The results in Table 2 are potentially very misleading because they fail to account for important characteristics associated with attempt i and the probability of scoring. Consider a simple example. In hockey, defensemen are much less likely to score than forwards. P(Yi = 1) is greater for forwards, and as a consequence P(HOTi = 1) is also greater for forwards. The position of the player is a confounding factor for evaluating the hot hand, and, if omitted, would tend to cause us to overestimate the hot-hand effect. To account for such confounding factors we consider the linear-probability model

Yi = β0 + β1HOTi + Controlsi + εi, (1)

where εi is a well-behaved error term and Controlsi is a set of characteristics associated with attempt i. The primary variable of interest is HOT. The probability of goal-scoring success changes by β1 for an attempt if the same player’s prior attempt in the same game was successful. Inference for the existence of the hot hand in the NHL can be made through inference on β1.
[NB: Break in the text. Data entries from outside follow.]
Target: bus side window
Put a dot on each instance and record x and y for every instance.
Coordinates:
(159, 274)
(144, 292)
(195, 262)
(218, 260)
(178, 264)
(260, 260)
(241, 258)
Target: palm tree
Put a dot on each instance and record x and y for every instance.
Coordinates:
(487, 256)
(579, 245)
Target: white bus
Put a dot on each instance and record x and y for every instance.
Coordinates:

Note that the use of the linear probability model for a binary-response variable, such as goal scoring, violates the usual constant variance assumption of linear regression. As a result, the t-statistics from this model may not truly follow a t-distribution. In order to validate our results, a logistic regression with the same set of covariates was estimated on the data, and the test statistic on HOT (-3.78, not shown) was very similar to the linear regression test statistic (-4.06, shown in Table 3). The choice of a linear-probability model, as opposed to logistic regression, is inconsequential to our overall conclusions, and we choose to pre-sent the results in the context of the linear-probability model because it is more directly interpretable on the probability scale.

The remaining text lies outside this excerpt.